If you're a history buff or a lover of lighthouses, plan to spend time at the Old Lighthouse Museum (7 Water St., 860-535-1440), 10 a.m. to 5 p.m., May to November, $5 for adults, $3 for children 6-12), a stone building down near the Point with an eclectic display of historical memorabilia. The first government-operated lighthouse in Connecticut (1823), this building was moved in 1840 to its present location and now houses maritime artifacts and weapons from the 1814 Battle of Stonington, when local residents drove away a British fleet. Climb the lighthouse tower for views of the harbor and three states.
SpendWater Street has at least nine one-of-a-kind galleries and antiques shops, not to mention at least four realtors, in case you're in a big spending mood (plan on $2.5 million and up for a waterfront view).
Boathouse Antiques (145c Water St., Bailey's Alley, 860-535-4714) sells old oars, charts, books, antiques, and folk art, in the alley between the Brick Gallery and Grand & Water Antiques.
People come from around New England to shop for inexpensive, good-quality silver jewelry at A.K. Dasher (141 Water St., 860-535-1774), which imports pieces from 11 countries, including Italy, Mexico, India, Indonesia, Thailand, and Nepal.
The Velvet Mill (22 Bayview Ave., 860-535-1050) displays the work of more than 20 craftspeople and artisans, who sell pottery, restored furniture, paintings, and glassworks, and host an open house twice a year.
Stop in at Tom's News and General Store (133 Water St., 860-535-1276) for your pick of local and national newspapers, basic grocery supplies, souvenirs, and the latest gossip.
On your way out of town, stop at Stonington Seafood Harvesters (4 High St., 860-535-8342) by the town dock, where a local fishing family, the Bomsters, sells fresh scallops, lobster bisque, mussels, and more on the honor system. ``If you want to go down at midnight and buy fresh fish, you can," says Shannon Graham, a waitress at Skipper's Dock. And if you don't have the right amount, ``there's even a tray with change."
PlayAs you would expect, play time will keep you close to, if not on, the water here. From March through November, you can rent a kayak from King Cove Outfitters (926 Stonington Road, Route 1, 860-599-4730, www.kingcoveoutfitters.com, rentals $28-$60), just a mile east of the borough on Route 1, and explore Wequetequock Cove and Little Narragansett Bay, or launch from half a dozen other spots around town.
Captain Darin Keech takes guests of the Inn at Stonington on two-hour day sails or sunset cruises on his 39-foot sailboat Poet's Lounge (860-287-7956, www.bandofhumans.com, $180 for up to six people).
DuBois Beach ($10 per family, $5 per individual, no charge after 5 p.m.) next to the Old Lighthouse Museum at the end of Water Street is a family-oriented, sandy beach that's sheltered from the surf and has shallow water and a lifeguard on duty during the summer.

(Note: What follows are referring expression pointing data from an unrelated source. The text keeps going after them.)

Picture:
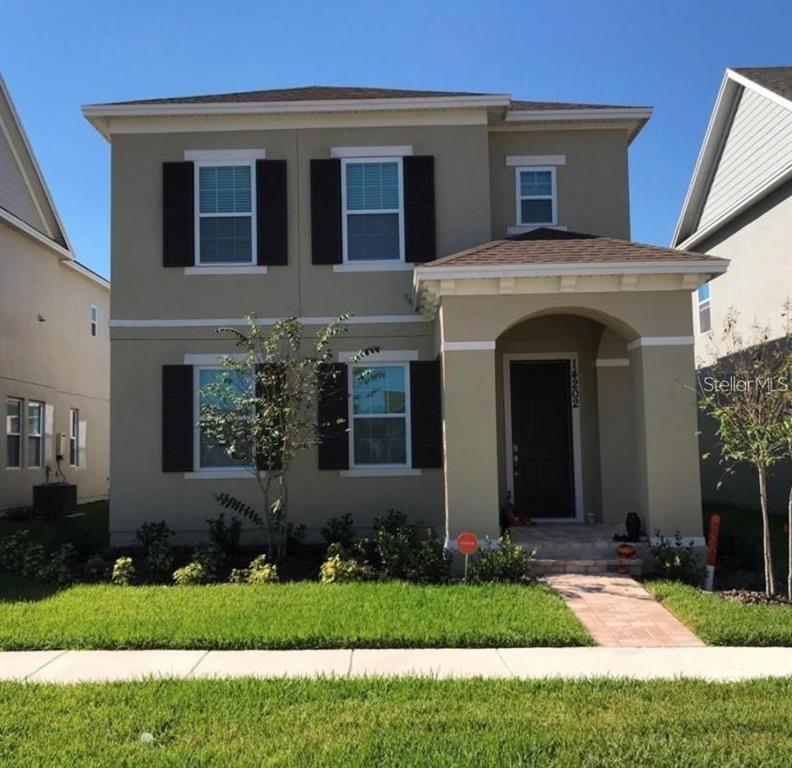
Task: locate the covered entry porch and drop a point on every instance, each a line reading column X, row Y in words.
column 567, row 385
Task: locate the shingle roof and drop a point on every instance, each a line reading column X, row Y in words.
column 347, row 93
column 553, row 246
column 776, row 79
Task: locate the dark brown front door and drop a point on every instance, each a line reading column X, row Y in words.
column 542, row 438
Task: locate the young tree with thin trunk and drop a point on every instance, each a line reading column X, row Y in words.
column 262, row 411
column 743, row 392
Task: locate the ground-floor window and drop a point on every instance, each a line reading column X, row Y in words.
column 211, row 455
column 74, row 437
column 13, row 432
column 35, row 424
column 380, row 425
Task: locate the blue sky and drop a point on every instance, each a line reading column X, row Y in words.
column 56, row 56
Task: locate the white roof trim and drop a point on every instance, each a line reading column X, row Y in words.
column 562, row 115
column 697, row 267
column 69, row 250
column 291, row 107
column 709, row 155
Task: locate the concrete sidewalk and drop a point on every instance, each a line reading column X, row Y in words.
column 708, row 663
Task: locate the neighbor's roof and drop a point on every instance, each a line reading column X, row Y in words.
column 553, row 246
column 771, row 83
column 776, row 79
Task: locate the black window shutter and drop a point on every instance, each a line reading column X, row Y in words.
column 271, row 213
column 426, row 416
column 419, row 209
column 326, row 211
column 263, row 462
column 178, row 214
column 334, row 418
column 177, row 418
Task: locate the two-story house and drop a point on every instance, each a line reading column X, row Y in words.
column 527, row 347
column 54, row 339
column 739, row 206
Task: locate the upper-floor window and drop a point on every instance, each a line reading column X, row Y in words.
column 226, row 232
column 705, row 321
column 537, row 200
column 35, row 426
column 373, row 209
column 380, row 425
column 74, row 438
column 13, row 432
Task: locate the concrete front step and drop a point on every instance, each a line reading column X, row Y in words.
column 631, row 567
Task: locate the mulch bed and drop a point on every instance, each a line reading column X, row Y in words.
column 756, row 598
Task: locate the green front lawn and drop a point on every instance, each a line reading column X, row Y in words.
column 292, row 615
column 406, row 722
column 719, row 621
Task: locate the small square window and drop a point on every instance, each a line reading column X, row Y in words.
column 536, row 197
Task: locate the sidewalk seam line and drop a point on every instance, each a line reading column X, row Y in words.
column 195, row 666
column 503, row 661
column 45, row 664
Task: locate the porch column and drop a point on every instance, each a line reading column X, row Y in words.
column 470, row 437
column 666, row 443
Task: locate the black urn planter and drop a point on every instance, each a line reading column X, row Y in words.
column 54, row 500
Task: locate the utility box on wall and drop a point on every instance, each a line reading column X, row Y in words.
column 54, row 500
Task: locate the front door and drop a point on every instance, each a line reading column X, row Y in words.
column 541, row 422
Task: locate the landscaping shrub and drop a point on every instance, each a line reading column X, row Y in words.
column 677, row 561
column 339, row 567
column 224, row 536
column 154, row 540
column 505, row 562
column 98, row 567
column 258, row 572
column 192, row 573
column 12, row 550
column 123, row 572
column 339, row 530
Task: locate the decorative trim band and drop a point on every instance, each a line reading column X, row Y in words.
column 466, row 346
column 518, row 160
column 612, row 362
column 212, row 322
column 401, row 151
column 661, row 341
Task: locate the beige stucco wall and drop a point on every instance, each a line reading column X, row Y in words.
column 593, row 188
column 759, row 280
column 655, row 470
column 55, row 361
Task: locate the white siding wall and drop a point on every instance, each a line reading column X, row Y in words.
column 758, row 147
column 15, row 196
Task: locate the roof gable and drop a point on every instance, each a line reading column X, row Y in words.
column 23, row 191
column 746, row 153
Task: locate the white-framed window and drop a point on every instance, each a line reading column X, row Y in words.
column 536, row 196
column 13, row 433
column 372, row 199
column 35, row 429
column 705, row 321
column 209, row 455
column 225, row 222
column 74, row 437
column 379, row 434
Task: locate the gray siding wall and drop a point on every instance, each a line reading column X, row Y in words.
column 758, row 147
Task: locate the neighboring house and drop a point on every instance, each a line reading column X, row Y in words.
column 54, row 340
column 518, row 357
column 739, row 206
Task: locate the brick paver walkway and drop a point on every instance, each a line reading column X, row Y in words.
column 618, row 611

Hikers and birdwatchers converge at the 1,013-acre Barn Island Wildlife Management Area (860-536-1216, www.dpnc.org) at the end of Palmer Neck Road, five minutes east of the borough off Route 1. Here, 4 miles of trails meander past salt marshes interspersed with patches of oak forest -- ideal for a fall foliage stroll -- and offer stunning views of Fishers Island Sound in Little Narragansett Bay. The trails are also perfect for cross-country skiing come wintertime.